Für Anfänger reicht das Gerät aus und ist besonders durch seinen günstiger Preis attraktiv, wer es ernst meint und langfristig trainieren will, sollte in ein Gerät mit besserer Ausstattung investieren.

Der Crosstrainer Rivo P von Kettler hat eine vergleichsweise kleine Schwungmasse, die Schwungscheibe wiegt neun Kilogramm. Er sollte deshalb nur von Personen benutzt werden, die keine Gelenkprobleme haben, da eine kleine Schwungmasse weniger schonend für die Gelenke ist.
Die Ausstattung des Rivo P ist sehr gut. Das Training ist durch die große Anzahl der Schwierigkeitsstufen, insgesamt gibt es 16, abwechslungsreich, die Regulierung erfolgt bequem computergesteuert. Zudem gibt es 12 Programme, die keine Langeweile aufkommen lassen. Sie sind teilweise pulsgesteuert und regulieren die Schwierigkeitsstufe je nach vorher eingestelltem Puls. Dieser wird per Ohrclip oder Handsensoren gemessen. Da aber beide Methoden nicht frei von Fehlern sind, sollte man, legt man auf einen genauen Messwert Wert, in ein Cardio-Puls-Set investieren. Das ist separat erhältlich.
Auch die Überwachung des Trainings funktioniert beim Rivo P sehr gut, der Computer hat ein blau hinterleuchtetes Display, wodurch die Anzeige leicht abgelesen werden kann.Während des Trainings findet der Nutzer hier unter anderem Informationen über Zeit, Strecke, Geschwindigkeit und Energieverbrauch, nach dem Training kann er sich eine Fitnessnote berechnen lassen. Der Computer bietet vier Speicher, sodass der Rivo P von mehreren Personen genutzt werden kann.

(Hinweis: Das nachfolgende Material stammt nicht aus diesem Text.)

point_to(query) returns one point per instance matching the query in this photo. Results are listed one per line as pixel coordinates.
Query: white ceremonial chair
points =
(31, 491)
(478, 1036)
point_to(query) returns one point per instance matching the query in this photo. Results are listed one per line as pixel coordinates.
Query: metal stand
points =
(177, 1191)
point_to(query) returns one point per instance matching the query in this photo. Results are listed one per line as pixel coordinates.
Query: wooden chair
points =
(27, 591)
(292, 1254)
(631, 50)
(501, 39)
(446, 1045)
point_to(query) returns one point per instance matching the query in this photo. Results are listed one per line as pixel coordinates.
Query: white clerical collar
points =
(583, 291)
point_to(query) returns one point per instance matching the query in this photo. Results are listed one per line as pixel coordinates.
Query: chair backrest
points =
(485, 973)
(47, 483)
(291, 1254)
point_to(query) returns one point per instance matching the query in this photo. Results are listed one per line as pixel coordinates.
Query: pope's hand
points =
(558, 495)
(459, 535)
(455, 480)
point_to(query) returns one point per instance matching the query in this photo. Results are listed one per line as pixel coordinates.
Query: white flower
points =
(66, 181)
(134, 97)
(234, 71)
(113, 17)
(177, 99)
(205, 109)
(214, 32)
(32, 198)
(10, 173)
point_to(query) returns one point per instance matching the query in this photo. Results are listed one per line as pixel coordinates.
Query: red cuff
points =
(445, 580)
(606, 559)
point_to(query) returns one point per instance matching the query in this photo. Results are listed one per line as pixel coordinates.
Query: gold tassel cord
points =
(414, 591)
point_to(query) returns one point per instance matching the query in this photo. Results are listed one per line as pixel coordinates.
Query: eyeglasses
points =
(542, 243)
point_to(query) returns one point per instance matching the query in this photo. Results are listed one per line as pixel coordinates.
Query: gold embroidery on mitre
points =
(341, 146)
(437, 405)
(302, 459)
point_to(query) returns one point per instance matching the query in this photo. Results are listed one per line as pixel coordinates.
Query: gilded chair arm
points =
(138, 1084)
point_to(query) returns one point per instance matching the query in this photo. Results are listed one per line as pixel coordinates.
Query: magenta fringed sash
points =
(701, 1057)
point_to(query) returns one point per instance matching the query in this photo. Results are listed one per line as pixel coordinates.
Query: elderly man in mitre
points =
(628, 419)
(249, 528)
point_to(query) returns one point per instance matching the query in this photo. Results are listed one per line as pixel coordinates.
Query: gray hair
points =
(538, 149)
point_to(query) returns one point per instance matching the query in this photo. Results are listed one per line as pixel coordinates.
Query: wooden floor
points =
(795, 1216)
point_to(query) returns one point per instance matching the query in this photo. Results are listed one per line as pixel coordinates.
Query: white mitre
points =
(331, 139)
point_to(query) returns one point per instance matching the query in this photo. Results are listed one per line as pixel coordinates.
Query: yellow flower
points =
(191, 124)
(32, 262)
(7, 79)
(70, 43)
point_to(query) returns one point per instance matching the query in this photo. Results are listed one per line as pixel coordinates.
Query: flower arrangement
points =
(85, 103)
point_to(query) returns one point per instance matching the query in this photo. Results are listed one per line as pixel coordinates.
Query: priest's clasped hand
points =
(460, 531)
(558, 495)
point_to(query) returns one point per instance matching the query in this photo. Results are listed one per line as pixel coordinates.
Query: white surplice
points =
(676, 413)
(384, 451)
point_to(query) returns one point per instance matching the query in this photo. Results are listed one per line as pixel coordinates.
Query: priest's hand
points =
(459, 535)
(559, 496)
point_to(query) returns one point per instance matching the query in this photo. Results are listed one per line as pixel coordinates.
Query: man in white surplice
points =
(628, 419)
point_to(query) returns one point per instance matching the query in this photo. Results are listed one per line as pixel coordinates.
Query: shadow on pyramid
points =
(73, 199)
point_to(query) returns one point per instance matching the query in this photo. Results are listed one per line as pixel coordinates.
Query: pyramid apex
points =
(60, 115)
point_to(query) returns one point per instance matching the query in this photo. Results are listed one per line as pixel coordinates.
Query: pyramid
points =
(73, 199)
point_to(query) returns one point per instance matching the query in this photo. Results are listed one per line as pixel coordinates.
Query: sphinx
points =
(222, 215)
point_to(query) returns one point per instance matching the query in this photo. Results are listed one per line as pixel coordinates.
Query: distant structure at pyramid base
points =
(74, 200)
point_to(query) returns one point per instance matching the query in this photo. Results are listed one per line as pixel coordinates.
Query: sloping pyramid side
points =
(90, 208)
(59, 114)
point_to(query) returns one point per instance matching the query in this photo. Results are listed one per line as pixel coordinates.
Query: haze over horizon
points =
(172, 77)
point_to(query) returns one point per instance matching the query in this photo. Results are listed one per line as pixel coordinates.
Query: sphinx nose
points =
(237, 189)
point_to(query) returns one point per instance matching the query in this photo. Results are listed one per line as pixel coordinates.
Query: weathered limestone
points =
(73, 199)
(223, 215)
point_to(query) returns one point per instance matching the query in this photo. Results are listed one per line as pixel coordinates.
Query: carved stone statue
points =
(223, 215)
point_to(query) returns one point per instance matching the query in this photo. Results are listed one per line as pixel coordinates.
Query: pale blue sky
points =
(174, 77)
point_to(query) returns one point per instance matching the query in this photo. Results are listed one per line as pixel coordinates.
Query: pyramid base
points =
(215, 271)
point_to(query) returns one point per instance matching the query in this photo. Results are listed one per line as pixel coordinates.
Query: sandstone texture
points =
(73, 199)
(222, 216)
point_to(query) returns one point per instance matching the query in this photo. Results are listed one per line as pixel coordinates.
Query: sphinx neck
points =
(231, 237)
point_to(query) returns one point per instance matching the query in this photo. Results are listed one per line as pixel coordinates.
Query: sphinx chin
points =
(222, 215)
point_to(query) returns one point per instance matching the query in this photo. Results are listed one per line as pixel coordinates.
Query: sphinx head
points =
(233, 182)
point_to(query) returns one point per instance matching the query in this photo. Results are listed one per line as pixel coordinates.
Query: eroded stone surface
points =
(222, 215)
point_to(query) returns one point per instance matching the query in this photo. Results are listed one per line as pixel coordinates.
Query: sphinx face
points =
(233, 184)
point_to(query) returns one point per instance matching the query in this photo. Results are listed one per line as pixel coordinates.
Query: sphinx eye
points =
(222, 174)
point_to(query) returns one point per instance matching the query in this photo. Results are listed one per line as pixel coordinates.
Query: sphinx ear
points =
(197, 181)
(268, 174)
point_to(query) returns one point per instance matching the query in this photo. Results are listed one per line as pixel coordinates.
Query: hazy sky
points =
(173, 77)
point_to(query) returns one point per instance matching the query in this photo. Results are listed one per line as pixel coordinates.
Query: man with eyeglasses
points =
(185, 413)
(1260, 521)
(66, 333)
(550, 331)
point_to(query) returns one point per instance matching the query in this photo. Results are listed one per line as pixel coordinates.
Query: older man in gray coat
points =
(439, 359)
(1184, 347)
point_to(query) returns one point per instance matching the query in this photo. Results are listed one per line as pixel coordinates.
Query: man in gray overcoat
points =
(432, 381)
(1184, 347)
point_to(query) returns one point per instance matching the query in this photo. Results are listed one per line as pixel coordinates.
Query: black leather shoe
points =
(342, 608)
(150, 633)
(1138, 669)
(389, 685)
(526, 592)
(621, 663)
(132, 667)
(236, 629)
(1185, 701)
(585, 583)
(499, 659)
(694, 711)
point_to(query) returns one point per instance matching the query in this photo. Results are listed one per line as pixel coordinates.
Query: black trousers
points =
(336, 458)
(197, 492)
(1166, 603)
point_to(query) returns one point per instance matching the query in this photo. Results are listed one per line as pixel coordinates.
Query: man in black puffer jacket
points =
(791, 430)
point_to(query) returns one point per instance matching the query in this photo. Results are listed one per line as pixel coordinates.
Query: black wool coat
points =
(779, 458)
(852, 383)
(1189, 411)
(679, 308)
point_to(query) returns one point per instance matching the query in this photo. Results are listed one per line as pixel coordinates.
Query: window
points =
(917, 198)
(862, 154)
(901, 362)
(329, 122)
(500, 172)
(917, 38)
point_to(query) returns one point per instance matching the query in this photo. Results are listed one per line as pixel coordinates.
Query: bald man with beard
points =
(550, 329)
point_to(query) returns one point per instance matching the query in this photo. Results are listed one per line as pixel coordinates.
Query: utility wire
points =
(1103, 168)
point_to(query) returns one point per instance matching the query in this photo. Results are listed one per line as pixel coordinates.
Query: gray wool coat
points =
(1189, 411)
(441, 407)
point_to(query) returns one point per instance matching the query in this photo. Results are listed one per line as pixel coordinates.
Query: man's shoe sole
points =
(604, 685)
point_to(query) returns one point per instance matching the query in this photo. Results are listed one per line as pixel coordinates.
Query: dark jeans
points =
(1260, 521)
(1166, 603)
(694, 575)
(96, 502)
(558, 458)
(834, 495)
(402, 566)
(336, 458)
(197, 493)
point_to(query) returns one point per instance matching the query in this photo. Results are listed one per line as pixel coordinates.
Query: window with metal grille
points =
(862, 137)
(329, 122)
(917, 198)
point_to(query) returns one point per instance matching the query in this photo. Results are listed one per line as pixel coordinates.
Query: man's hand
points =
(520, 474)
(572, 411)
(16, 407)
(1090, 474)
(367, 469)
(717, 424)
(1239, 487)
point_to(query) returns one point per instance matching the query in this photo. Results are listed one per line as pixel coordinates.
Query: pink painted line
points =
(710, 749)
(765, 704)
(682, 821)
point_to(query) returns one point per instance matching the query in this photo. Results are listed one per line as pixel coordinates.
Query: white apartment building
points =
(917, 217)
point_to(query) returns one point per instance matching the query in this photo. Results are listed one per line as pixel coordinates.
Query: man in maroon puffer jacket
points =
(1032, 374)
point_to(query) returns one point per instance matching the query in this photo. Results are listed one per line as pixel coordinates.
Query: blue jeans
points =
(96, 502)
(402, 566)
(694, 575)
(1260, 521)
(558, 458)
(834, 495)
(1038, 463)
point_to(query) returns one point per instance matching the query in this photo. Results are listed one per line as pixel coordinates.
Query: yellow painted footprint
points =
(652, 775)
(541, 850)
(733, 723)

Der Crosstrainer Calypso 709 von Kettler ist bereits für einen recht günstigen Preis von 450 Euro zu bekommen, ist aber dafür mit einer kleinen Schwungmasse ausgestattet. Statt der meist empfohlenen 18 Kilogramm sorgen hier nur 14 Kilogramm für Unterstützung der Umkehrbewegung. Das kann einen mangelnden Rundlauf zur Folge haben.
Ansonsten ist die Ausstattung des Calypso 709 gut. Dem Trainierenden stehen 16 Schwierigkeitsstufen zur Verfügung, die für ausreichende Abwechslung sorgen. Die Regulierung erfolgt bequem computergesteuert. Zudem gibt es sechs Programme, bei denen teilweise auch individuelle ziele vordefiniert werden können. Auf dem Display können während des Trainings die relevanten Werte abgelesen werden, zu denen neben Zeit, Distanz oder Tempo auch der Puls gehört. Dieser wird über einen Ohrclip ermittelt. Das hat zwar den Vorteil, dass die Hände nicht von den Griffen genommen werden müssen, die Methode ist aber nicht ganz sicher. Am Ohr drohen, zum Beispiel wegen mangelnder Durchblutung, Falschmessungen. Allerdings kann der Puls auch über einen separat erhältlichen Brustgurt ermittelt werden.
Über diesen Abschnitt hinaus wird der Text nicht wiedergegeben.